В этом смысле норвежские читатели Хемингуэя находятся не в худшем положении. Вряд ли кому еще из современных зарубежных писателей так повезло с переводчиками на норвежский. Гуннару Ларсену, Нильсу Ли, Герману Вильденвею дано прочувствовать и передать такие стилистические тонкости, которые сами по себе могут доставить наслаждение лишь завзятым знатокам языка и ритма.
Так что же все-таки "не сходится" в привычном официальном образе стопроцентного мужчины и отца семейства, охотника за крупной дичью и воина, с одной стороны, и кровожадного, смакующего поражение писателя Хемингуэя - с другой?

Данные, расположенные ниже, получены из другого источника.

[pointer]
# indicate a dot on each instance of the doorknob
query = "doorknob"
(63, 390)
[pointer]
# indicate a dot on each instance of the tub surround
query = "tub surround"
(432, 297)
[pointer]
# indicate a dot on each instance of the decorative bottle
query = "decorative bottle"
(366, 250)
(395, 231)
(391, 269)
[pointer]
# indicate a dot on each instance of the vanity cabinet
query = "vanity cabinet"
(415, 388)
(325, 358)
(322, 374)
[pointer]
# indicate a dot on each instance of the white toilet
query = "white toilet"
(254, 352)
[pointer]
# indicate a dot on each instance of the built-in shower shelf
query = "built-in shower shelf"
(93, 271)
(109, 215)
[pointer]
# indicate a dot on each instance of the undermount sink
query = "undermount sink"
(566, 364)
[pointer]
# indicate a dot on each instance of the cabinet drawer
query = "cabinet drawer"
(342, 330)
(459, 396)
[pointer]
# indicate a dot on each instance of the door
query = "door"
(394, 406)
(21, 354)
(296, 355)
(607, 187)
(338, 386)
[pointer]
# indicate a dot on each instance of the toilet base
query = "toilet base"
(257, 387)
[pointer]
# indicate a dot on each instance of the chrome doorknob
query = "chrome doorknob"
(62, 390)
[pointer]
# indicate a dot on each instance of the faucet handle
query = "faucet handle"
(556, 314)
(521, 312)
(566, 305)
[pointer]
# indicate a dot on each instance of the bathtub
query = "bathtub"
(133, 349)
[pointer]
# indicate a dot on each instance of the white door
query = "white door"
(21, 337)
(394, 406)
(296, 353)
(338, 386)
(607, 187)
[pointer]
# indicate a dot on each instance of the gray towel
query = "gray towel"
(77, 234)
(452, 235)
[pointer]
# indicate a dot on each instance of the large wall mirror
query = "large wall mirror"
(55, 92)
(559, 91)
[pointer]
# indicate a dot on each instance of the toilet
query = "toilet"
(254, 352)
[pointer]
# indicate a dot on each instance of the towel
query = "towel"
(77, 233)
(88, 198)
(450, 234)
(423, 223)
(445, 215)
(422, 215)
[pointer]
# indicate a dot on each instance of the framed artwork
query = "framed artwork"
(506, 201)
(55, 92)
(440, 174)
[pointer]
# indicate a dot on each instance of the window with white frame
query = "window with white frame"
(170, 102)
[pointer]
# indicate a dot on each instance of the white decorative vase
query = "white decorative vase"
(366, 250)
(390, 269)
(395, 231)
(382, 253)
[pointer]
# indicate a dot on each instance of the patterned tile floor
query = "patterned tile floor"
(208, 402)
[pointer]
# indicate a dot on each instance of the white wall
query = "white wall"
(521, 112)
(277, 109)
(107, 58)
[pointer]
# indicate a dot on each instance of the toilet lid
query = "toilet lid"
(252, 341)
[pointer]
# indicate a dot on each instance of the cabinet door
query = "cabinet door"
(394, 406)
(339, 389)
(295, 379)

Я не могу дать ответ. Но, по-моему, следует сказать, что это "расхождение" имеет отношение к неустанному поиску слова, поиску "реальной вещи". Иначе говоря, то, что представляется проблемой сугубо формального характера, в действительности является центральной, реальной проблемой эстетического и личностного плана. Мне кажется, кстати, такой вывод не так уж и странен. В мире искусства существует нерушимая связь между тем, что мы называем замыслом, и его воплощением. Поскольку сила чувства и переживания зависит от возможности их адекватного выражения. Видеть - значит облекать в форму! Другими словами, тот, кто постоянно оттачивает свое оружие, совершенствует и свою восприимчивость, расширяет регистр человеческих чувств до всеобъемлющих размеров. Вот в таком случае художник и приближается к "реальной вещи". Тогда-то и оживает символ в слове и в ткани произведения. "Реальная вещь" - это одновременно и символ этой вещи. Две фигуры совпадают на поверхности. Наверное, лишь немногим писателям доводилось хотя бы поверить, что им удалось добиться такого слияния. В таких случаях они, вероятно, были счастливы.